O edital havia sido uma das últimas medidas do governo de Dilma Rousseff na área esportiva, tendo sido publicada no Diário Oficial no dia 11 de maio, um dia antes do Senado votar seu afastamento temporário.

O presidente interino Michel Temer também sinalizou cortes no orçamento do programa Bolsa Atleta, o que repercutiu negativamente dentro de seu próprio gabinete, e tentou ser abafado pelo secretário provisório de Alto Rendimento do Ministério do Esporte, Luís Lima, que afirmou que o programa “deve” ser mantido.

Para Pedro Henrique Vieira, da seleção brasileira de basquete em cadeira de rodas, a perspectiva de perder o incentivo do Estado preocupa muito os atletas paralímpicos.

“Se esse benefício for suspenso, perderemos muitos atletas, e o esporte transforma a vida de pessoas com deficiência. Já não temos muitos incentivos e patrocinadores. Com a falta do Bolsa-Atleta, haveria uma perda muito grande para o esporte e social dos deficientes do nosso país”, afirmou.

Essa será a primeira Paralimpíada de Pedro, que começou a treinar basquete em cadeiras de rodas em 2003, através da ADD, e se tornou profissional na modalidade em 2009. Participou do Parapanamericano Juvenil em 2013, quando a seleção obteve o ouro.

“Desde que conheci o esporte, meu sonho sempre foi defender o país em alguma competição. Acredito que o maior desafio de um atleta paralímpico é a superação, pois a cada dia temos dificuldades, alguns por falta de patrocínio e falta de locais de treinamento adaptados, alguns por contusões. Muitas vezes não temos o reconhecimento e a divulgação necessária na mídia e, mesmo com todos esses e outros obstáculos, continuamos treinando forte para defender o país”, confessou.

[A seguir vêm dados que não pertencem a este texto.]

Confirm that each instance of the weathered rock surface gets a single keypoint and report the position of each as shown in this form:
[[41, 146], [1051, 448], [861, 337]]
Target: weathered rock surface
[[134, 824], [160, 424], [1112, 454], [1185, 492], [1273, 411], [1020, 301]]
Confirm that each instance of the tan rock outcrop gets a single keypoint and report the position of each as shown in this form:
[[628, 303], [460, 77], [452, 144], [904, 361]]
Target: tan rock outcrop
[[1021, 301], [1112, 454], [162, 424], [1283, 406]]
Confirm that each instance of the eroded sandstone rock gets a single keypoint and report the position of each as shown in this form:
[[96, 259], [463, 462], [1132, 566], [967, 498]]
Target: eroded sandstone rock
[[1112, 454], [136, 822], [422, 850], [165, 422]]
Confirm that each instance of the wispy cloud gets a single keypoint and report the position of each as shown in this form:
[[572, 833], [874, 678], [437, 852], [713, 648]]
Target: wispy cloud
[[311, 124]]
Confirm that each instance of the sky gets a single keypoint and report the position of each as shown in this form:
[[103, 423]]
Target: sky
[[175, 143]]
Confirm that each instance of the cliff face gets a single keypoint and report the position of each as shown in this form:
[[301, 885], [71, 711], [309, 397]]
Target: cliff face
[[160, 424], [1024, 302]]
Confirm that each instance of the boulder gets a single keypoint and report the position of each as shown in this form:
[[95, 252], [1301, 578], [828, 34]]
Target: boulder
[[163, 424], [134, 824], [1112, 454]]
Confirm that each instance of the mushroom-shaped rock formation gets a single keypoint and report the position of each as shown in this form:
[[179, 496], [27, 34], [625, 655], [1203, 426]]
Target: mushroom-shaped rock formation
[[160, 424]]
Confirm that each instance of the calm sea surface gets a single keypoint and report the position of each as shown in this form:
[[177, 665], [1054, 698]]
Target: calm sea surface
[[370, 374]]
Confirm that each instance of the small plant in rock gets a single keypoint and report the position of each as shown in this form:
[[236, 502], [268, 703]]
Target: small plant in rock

Quanto à baixa venda de ingressos, Pedro acredita que se deve principalmente à pouca atenção que a mídia tem dado ao evento. “Muitas emissoras de televisão, assim que terminaram as Olimpíadas Rio 2016, disseram: ‘que venha Tóquio 2020’. Na minha opinião, deveriam ressaltar que ainda haverá jogos e muita emoção nas Paralimpíadas. Acredito que essa Paralimpíada será incrível. Estou bastante motivado, e por ser no Rio de Janeiro, a vontade de conquistarmos bons resultados para nossos torcedores é maior ainda”, concluiu o atleta.

O valor dos ingressos das Paralimpíadas varia de R$ 10 a R$ 130. São 23 esportes em competição, incluindo as estreias de canoagem e triatlo, e mais de 300 sessões esportivas. Os ingressos podem ser comprados no site do evento.